At home, I never heard my mom talk about her body, but I also grew up in Miami, where people are hyper-obsessed with bodies. But [beauty standards] never came from my family, which I did not realize until I was older. If anything, my mom would say, "Those pants are not flattering to you," but it was never body shape.
When it came to Botox, my mom always was super anti and she is the first one to tell me if I look like a payasa, especially when I got my lips done. I try to tell it to young girls all the time, I started [using Botox] at 30. Your injector needs to be trustworthy and help make sure you still look like yourself.
In the essay, you touch on how dating can be hard for Latinas when we're stereotyped as "spicy." How can we confront this fetishizing?
There are certain things I can call my friends, like "spicy," that I feel like we can laugh about. But if somebody else were to call me "spicy," and the majority of the time that's in dating scenarios, but also at the workplace, there's no reason you should be calling me that.
What it does is it deters you from being outspoken. It's a very clever way to shut us up, and it makes you become meeker and quieter. However, when it comes [to women saying it about themselves], a part of me thinks, who am I to tell a woman not to call herself sexy? The problem is [when] people who are not part of Hispanic culture [are] saying it.
When people ask me what to do about it, I say I have no idea, because in the past I handled it poorly. When you're 23, you're in a new city, and you're meeting people, you think he's showing you off. But you have to shut it down.

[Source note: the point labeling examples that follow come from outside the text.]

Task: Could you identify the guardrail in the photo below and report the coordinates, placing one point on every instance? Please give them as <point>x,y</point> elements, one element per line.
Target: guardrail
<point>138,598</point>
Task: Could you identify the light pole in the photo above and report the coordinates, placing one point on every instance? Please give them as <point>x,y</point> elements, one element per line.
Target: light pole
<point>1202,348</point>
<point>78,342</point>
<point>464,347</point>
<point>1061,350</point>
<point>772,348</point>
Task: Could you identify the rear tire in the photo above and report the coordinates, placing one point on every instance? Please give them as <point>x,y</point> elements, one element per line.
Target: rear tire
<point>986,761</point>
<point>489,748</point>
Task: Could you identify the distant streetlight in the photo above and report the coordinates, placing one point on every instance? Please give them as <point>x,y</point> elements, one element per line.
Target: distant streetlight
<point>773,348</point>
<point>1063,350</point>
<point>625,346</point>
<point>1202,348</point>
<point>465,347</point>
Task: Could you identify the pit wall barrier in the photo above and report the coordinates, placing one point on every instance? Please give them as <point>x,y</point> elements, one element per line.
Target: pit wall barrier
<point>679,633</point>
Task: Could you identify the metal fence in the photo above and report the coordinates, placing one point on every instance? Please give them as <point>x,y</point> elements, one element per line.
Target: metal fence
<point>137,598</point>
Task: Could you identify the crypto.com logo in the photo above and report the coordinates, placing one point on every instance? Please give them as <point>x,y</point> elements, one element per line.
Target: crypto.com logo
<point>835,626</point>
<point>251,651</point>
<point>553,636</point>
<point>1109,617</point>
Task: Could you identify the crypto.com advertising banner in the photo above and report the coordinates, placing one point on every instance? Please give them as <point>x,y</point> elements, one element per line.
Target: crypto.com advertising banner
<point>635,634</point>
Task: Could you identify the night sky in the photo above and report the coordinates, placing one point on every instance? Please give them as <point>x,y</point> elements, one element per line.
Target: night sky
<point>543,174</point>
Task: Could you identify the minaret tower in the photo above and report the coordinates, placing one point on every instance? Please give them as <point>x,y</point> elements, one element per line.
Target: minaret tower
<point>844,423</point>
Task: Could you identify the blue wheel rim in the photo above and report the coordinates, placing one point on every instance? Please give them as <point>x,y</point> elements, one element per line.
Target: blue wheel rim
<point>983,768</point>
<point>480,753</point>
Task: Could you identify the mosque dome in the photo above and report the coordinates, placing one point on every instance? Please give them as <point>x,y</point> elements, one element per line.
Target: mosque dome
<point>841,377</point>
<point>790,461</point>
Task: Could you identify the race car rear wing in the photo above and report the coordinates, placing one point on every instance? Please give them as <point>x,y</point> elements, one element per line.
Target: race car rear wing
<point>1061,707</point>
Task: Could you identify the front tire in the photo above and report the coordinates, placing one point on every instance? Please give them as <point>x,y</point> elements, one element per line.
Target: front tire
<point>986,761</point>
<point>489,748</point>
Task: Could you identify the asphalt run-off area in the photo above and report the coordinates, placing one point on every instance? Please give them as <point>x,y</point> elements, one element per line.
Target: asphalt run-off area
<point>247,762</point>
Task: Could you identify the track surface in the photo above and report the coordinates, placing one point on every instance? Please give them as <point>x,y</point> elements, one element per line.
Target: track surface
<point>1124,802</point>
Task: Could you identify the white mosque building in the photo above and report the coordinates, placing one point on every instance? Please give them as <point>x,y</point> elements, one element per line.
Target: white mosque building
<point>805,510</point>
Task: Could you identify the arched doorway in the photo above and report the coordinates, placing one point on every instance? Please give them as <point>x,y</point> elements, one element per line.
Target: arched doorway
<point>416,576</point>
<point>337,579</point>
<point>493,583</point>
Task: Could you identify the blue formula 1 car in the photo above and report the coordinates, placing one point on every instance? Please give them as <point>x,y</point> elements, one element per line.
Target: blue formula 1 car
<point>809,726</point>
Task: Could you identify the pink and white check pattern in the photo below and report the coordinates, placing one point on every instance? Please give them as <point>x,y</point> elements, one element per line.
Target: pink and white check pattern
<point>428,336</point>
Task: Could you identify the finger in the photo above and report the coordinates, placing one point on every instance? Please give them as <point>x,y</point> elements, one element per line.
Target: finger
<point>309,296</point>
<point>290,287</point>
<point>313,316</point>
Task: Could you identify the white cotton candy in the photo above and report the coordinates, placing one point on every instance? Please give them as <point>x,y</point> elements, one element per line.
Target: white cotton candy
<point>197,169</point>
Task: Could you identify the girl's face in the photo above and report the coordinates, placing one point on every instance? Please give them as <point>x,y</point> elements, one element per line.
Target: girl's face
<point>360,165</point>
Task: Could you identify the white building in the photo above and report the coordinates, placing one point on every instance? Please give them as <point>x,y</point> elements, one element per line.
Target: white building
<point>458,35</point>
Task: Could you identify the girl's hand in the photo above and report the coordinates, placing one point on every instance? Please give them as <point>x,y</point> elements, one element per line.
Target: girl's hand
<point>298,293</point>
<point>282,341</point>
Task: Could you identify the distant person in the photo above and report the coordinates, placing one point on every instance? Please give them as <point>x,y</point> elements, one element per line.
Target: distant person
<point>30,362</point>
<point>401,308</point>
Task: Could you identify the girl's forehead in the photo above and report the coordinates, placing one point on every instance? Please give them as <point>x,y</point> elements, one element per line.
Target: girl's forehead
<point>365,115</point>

You're beloved for your celebrity series on TikTok, but you're also known for giving great relationship advice. If your fellow colombiana Shakira was one of your real-life besties, what advice would you give her?
I would say she has to decide the narrative, but I'm gonna stick with her. She has many different options.
But she said what she needed to say and I think she's very, very clever—she's such an Aquarius—so I'd say, "You said what you said, and you were very clever about it and the whole world is laughing at him. Your next move is either cruel or mature and you have to decide."
If you want to be mature, you have to be what I call "Angry Chic" because you have to know that your kids are going to read about that one day, and that's still their dad.